Possibilidades e potencialidades: liberdade e disposição – talvez sejam as únicas virtudes que não se percam no interesse. Mas qual possível liberdade e qual potencial disposição podemos ter em uma realidade castrada de imaginação e preenchida com “utilidades”? O monopólio do real leva invariavelmente à arrogância. Não importa uma estrutura libertária, mas sim uma liberdade de estrutura: isso é tudo o que não temos quando em resposta a qualquer busca que fizermos, o Google nos traz anúncios publicitários que, em tese, proporcionam a gratuidade da nossa busca. Mas não existe nada gratuito. Alguém sempre paga o pato. Se a publicidade implica na possibilidade de venda e todos somos de algum modo vendedores e de todo modo consumidores, o custo dessa gratuidade de uma ou de outra forma reverterá para nós.

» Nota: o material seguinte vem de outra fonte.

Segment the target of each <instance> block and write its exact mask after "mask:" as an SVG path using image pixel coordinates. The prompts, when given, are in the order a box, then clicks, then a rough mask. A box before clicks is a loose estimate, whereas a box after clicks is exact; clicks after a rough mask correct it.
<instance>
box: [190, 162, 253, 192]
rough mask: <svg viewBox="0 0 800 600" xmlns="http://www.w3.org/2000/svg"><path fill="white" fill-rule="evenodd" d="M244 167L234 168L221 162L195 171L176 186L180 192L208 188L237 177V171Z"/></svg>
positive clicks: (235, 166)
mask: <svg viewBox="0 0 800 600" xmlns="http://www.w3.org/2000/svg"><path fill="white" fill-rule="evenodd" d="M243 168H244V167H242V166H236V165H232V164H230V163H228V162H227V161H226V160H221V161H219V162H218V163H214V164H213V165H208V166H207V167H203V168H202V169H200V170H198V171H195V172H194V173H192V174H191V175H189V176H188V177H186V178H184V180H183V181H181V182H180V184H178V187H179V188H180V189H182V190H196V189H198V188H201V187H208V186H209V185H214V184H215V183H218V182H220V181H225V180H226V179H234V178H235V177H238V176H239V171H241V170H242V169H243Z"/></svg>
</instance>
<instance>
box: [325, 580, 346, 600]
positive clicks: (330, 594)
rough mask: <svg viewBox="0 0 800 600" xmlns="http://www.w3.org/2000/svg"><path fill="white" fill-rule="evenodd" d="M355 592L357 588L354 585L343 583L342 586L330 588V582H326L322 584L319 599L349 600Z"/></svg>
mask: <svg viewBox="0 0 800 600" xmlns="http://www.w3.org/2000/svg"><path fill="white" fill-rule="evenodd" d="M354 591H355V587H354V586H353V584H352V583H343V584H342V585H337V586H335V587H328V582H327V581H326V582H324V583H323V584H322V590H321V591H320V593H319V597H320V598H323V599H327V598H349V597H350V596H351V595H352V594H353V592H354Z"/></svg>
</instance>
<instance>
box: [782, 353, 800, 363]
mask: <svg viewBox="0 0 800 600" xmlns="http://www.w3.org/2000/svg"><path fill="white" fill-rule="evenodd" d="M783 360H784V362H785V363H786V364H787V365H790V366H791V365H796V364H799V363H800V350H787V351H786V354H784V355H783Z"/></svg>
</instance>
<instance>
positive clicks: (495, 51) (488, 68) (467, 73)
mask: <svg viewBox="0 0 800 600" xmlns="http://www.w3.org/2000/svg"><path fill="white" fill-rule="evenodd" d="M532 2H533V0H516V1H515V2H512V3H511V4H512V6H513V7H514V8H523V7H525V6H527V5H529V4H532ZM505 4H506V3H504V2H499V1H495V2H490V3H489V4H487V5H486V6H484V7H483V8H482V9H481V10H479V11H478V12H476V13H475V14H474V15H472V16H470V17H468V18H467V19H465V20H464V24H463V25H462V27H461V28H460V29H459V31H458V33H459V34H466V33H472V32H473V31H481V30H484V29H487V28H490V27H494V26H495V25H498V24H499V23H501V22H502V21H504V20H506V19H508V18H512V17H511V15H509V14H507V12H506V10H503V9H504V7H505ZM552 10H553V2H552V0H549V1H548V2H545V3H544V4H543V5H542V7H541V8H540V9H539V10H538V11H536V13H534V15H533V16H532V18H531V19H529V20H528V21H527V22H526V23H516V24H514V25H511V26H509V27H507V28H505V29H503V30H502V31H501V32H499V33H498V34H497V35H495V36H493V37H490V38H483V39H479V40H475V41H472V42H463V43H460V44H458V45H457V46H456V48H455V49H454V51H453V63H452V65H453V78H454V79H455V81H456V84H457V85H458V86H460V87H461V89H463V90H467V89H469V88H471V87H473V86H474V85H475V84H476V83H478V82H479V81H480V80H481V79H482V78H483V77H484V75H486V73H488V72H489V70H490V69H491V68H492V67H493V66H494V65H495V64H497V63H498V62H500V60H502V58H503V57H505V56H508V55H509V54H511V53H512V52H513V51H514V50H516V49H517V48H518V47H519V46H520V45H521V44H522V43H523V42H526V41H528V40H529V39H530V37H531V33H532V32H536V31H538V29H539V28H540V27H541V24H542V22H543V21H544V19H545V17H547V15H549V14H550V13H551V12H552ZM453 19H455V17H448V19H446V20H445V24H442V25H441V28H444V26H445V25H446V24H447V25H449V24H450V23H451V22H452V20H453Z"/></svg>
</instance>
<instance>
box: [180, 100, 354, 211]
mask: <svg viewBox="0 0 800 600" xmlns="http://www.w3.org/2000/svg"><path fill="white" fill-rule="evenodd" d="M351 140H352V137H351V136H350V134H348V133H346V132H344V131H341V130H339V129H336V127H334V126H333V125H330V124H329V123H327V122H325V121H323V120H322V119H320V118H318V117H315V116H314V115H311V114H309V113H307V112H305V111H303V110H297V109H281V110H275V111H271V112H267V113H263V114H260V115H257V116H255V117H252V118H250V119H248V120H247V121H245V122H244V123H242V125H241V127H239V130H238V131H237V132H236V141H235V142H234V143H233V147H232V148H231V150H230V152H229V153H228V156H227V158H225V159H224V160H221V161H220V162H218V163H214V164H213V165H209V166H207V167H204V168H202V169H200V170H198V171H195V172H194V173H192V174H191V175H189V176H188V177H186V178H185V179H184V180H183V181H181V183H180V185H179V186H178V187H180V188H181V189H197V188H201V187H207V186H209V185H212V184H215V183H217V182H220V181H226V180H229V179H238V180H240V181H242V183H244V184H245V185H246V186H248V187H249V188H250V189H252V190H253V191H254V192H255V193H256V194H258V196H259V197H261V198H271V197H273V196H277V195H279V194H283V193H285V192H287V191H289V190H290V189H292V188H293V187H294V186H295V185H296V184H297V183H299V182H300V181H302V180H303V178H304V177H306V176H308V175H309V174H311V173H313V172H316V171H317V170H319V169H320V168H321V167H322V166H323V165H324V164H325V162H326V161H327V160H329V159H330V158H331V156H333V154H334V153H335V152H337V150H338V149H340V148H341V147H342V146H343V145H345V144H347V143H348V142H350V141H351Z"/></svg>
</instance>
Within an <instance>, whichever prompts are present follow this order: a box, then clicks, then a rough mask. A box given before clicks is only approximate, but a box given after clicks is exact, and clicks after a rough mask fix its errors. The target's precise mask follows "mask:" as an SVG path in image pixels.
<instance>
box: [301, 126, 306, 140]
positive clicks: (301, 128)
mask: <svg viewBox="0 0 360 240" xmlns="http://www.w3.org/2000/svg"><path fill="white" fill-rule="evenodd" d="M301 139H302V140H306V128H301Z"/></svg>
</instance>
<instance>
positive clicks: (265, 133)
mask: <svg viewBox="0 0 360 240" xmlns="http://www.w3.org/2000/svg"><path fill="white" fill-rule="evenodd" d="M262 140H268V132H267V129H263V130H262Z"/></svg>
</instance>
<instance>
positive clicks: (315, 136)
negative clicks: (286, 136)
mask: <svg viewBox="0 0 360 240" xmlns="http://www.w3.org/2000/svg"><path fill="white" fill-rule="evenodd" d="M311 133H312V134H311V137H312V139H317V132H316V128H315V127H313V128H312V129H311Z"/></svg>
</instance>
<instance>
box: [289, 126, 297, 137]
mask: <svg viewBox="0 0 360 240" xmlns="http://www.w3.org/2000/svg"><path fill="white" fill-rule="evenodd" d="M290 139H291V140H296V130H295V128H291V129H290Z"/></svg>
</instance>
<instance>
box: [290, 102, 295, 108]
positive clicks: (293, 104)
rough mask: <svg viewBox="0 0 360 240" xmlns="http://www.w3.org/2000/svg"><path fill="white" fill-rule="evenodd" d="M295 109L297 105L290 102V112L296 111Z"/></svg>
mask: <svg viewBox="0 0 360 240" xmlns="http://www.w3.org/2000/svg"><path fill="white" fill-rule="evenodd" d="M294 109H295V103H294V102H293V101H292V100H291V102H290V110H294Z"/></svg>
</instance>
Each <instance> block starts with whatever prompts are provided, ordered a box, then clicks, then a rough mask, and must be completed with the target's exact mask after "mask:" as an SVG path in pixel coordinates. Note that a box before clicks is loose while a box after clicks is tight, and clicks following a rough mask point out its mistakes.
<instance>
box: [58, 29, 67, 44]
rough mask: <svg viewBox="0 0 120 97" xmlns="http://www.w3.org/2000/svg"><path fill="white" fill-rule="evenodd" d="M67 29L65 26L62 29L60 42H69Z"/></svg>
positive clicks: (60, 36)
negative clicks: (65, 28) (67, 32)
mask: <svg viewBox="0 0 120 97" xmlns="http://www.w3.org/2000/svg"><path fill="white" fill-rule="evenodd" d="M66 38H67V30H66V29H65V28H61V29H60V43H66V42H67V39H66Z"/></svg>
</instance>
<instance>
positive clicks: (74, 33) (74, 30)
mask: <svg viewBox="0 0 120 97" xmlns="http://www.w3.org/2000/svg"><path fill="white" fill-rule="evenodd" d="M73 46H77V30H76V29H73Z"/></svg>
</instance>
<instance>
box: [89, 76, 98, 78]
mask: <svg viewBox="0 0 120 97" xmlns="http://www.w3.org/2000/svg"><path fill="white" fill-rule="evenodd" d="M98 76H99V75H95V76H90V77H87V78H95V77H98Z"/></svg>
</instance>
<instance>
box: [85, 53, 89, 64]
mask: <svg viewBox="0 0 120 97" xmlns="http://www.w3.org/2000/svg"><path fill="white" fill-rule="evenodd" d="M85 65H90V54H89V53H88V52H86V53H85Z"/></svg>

Como nos contentamos com ramos, a passividade é o único passo. Buquês estão fora de cogitação quando o aroma do papel dá espaço ao hermetismo dos bytes. Tudo é questão de abstract, indexador, hiperlink. Resumos de resumos de resumos. A profundidade não é mais profunda desde Deep Throat. O único blog verdadeiro desapareceu com a Grécia Antiga. Isso daqui é um eco. Cá estamos, impossibilitados de parar pela hipotermia que seria consequência do gelo fino no qual patinamos. A velocidade é o contraponto do humanismo. A Era da Informação não busca entendimento, mas comunicação. A vulgata do english tem uma só tradução: this is the end. Falta-nos nostalgia porque nos falta imaginar. Falta-nos utopia porque nos falta um futuro distante dos alucinógenos.

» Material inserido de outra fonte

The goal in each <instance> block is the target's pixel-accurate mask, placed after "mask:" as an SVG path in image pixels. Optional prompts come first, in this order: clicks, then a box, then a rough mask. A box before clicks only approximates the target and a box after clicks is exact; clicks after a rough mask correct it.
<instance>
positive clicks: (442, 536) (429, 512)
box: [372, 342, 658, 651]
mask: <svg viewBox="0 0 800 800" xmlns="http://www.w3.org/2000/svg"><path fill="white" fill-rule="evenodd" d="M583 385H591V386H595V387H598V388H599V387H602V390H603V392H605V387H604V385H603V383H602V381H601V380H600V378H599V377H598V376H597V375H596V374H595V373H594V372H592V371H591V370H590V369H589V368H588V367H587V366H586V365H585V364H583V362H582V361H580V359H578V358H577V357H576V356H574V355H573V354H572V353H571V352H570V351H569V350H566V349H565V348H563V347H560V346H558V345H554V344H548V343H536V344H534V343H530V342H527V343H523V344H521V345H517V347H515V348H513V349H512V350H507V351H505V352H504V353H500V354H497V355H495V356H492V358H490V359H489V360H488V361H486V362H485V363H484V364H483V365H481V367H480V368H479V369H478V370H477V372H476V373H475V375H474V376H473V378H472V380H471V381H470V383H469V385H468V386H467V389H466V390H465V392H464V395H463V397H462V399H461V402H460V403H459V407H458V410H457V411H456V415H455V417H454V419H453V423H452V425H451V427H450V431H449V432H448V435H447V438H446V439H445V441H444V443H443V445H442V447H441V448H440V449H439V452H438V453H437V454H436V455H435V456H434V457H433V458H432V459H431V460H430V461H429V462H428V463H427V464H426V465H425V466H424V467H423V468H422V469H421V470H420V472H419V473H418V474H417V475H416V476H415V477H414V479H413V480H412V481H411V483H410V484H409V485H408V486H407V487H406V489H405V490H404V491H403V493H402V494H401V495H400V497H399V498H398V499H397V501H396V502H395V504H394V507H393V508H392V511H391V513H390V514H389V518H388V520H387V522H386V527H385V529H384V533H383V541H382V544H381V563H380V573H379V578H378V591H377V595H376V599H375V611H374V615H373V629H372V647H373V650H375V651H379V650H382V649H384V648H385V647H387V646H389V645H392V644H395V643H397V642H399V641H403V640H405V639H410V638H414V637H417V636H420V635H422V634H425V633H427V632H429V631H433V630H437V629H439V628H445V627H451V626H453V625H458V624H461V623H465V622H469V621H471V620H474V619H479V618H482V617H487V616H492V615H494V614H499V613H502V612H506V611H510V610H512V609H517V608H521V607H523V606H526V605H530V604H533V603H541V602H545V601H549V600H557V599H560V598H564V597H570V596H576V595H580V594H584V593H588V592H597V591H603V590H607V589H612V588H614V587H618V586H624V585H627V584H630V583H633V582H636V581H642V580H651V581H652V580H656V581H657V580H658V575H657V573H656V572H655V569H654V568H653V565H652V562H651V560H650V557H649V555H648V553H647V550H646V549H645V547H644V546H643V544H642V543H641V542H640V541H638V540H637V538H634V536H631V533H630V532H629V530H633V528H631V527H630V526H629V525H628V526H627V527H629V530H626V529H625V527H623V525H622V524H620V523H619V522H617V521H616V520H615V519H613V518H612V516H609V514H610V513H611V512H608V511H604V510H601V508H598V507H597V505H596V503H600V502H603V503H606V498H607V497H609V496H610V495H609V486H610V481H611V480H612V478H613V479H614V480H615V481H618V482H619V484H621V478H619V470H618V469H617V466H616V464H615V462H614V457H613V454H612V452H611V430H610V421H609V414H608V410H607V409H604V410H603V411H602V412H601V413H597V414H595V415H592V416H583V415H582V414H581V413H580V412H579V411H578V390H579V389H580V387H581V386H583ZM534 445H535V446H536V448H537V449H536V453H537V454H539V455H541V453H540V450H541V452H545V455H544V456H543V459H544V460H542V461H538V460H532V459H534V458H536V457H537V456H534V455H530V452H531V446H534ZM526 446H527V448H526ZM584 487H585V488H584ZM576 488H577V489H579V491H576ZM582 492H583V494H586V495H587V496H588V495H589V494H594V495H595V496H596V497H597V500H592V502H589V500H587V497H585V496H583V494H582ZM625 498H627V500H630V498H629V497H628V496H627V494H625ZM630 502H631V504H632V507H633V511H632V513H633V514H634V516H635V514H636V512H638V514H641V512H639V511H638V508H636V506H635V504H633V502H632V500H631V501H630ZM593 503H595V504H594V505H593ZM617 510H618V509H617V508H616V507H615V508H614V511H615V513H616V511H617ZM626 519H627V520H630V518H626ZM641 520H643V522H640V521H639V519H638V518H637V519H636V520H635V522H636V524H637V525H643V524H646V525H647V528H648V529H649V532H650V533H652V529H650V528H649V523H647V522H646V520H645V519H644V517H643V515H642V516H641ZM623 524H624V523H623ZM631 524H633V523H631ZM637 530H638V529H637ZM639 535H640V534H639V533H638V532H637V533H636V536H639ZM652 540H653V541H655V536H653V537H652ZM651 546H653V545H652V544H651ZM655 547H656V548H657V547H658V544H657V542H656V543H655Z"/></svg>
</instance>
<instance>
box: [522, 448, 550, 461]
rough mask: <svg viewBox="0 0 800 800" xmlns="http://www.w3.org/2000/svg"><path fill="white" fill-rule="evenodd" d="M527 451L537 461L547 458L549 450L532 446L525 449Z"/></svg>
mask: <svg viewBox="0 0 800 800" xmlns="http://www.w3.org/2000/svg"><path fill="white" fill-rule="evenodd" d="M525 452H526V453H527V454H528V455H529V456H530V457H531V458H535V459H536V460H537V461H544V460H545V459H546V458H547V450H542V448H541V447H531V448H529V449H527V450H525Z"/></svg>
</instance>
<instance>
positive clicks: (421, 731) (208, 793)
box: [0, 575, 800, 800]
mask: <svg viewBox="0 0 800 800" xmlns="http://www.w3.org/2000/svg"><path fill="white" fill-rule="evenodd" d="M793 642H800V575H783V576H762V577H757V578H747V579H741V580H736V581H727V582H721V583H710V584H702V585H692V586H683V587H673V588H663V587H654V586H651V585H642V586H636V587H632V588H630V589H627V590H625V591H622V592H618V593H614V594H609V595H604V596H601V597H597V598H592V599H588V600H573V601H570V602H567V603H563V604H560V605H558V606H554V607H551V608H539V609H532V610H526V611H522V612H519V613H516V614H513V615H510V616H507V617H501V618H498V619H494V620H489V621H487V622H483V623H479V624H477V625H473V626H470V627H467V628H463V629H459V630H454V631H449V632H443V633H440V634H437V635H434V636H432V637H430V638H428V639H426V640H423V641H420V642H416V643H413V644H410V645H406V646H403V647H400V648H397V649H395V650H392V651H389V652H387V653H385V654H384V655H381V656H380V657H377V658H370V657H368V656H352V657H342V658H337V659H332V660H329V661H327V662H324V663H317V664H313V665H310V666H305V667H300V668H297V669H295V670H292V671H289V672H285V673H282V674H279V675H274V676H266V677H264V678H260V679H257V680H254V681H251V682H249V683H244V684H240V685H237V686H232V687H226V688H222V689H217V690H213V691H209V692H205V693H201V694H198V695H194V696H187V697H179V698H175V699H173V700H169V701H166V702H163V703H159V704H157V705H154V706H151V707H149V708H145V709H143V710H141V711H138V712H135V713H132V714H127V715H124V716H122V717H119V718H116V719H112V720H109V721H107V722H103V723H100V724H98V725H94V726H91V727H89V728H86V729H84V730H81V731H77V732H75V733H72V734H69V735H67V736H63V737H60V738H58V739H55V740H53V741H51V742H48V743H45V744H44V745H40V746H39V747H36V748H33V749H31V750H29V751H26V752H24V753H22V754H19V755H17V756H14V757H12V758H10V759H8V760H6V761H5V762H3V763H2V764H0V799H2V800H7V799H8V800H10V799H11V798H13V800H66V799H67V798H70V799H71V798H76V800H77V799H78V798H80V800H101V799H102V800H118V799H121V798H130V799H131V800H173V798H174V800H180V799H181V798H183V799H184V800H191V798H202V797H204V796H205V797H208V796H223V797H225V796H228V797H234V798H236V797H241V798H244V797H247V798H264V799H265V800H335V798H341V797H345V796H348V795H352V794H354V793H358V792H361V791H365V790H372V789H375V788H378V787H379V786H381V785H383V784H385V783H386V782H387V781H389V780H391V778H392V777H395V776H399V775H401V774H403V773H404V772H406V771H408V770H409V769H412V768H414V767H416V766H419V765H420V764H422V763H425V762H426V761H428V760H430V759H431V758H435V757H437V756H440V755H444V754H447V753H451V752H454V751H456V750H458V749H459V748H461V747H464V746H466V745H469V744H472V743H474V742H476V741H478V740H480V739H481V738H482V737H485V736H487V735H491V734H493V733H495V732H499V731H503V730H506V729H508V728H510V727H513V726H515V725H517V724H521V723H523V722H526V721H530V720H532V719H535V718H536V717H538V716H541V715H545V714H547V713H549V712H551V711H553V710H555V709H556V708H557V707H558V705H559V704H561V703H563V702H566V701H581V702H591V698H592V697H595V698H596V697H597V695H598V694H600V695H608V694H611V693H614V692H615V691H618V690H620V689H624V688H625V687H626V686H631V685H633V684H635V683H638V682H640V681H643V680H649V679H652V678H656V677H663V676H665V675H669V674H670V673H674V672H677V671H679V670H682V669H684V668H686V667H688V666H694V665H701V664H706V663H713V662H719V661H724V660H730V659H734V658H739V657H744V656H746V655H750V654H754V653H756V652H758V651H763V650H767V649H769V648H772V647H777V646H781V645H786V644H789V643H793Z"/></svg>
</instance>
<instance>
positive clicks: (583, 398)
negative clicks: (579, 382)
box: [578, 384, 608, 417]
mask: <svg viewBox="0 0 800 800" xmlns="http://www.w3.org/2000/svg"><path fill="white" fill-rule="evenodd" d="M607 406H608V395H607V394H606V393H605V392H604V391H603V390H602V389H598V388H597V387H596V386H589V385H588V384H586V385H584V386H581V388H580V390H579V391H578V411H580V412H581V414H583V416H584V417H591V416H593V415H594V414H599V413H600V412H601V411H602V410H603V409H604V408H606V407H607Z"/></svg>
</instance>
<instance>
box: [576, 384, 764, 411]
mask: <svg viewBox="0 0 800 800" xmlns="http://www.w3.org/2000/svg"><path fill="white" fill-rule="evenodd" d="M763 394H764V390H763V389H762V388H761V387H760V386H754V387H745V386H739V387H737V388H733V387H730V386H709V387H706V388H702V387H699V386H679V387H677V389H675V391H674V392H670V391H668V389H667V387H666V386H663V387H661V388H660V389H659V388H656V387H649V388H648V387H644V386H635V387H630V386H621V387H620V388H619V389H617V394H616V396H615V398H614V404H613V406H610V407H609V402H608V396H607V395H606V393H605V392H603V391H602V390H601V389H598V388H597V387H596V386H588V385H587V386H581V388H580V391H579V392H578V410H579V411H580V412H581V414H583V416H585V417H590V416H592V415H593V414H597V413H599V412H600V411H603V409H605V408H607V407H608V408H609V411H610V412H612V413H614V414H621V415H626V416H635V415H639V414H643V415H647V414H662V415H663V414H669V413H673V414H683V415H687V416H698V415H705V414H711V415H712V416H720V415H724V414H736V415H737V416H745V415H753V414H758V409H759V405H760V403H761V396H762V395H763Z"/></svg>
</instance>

Temos muito que construir desde que possamos pensar em desconstrução. Não uma desconstrução plena de tijolos de barro, mas uma desconstrução na qual vejamos que todo palpável é música, fugidio e belo em sua escassez de possíveis compreensões fora do conhecimento das partituras. Enquanto nada disso chegar, permaneceremos isolados não apenas dos outros, mas principalmente de nós mesmos. Inoculando a perversão e o estresse em nossos dias, imersos no desgosto por já termos quebrado todas as regras possíveis, fazendo de Anna O. uma mera piada de Breuer personificada pelo reverso tenro de Amy Winehouse e Lady Gaga, continuaremos a pensar que falar sem parar é o mesmo que simplesmente falar.

Queremos o excesso porque nos falta a percepção do escasso. Queremos o escândalo porque falhamos ao perceber o trivial. Empacotados no virtual, mais vale o MSN à uma mesa de bar. Românticos são ultrapassados quando a música destrói a possibilidade de qualquer conversa – por isso as baladas abalam a intimidade longe da objetificação, a qual é apenas a convivência de solidões em motéis mais do que baratos. Essa felicidade pobre é o resultado das nossas escolhas perpassadas por possíveis liberdades condicionadas pelo ganho e potenciais disposições globalizadas pelo consumo.

Quando Gaia virou Terra, nossa força vital se perdeu. Zumbis auto-proclamados, chicoteados no incessante sadomasô dos outdoors dos gozos que recalcamos e desaguamos na fatura dos cartões, interessa-nos uma calota neon – nada mais. Mas o crédito um dia acaba. Daí talvez compreendamos a cultura da informação, o conhecimento da cultura e a organização do conhecimento. Quem sabe aí percebamos que um buquê não é o mesmo que um ramo e que um ramo pode ser muito mais que um buquê.

Se a ordem do mundo é o caos, apenas do caos é que brotará o novo, reconhecido pela solidão indevassável, pela insignificância cósmica e pela consciência total de que, apesar de vivermos como sonhamos – ou seja: sós, como disse Conrad – tudo é porvir quando “planeta” for sinônimo de “espaçonave”: Babel de diferentes mas iguais, pois mortais. O vinho então terá outro sabor nada afeito à rótulos, desapegado de um Morfeu de Hades mas irmão de um Apolo de Dioniso. Só a tragédia liberta o riso na proporção do inevitável.

Moral cinéfila: 2010 não foi o ano em que fizemos o contato. Mas ainda podemos escolher entre a pílula azul e a vermelha. Só assim veremos o cão de Dogville. Ou não.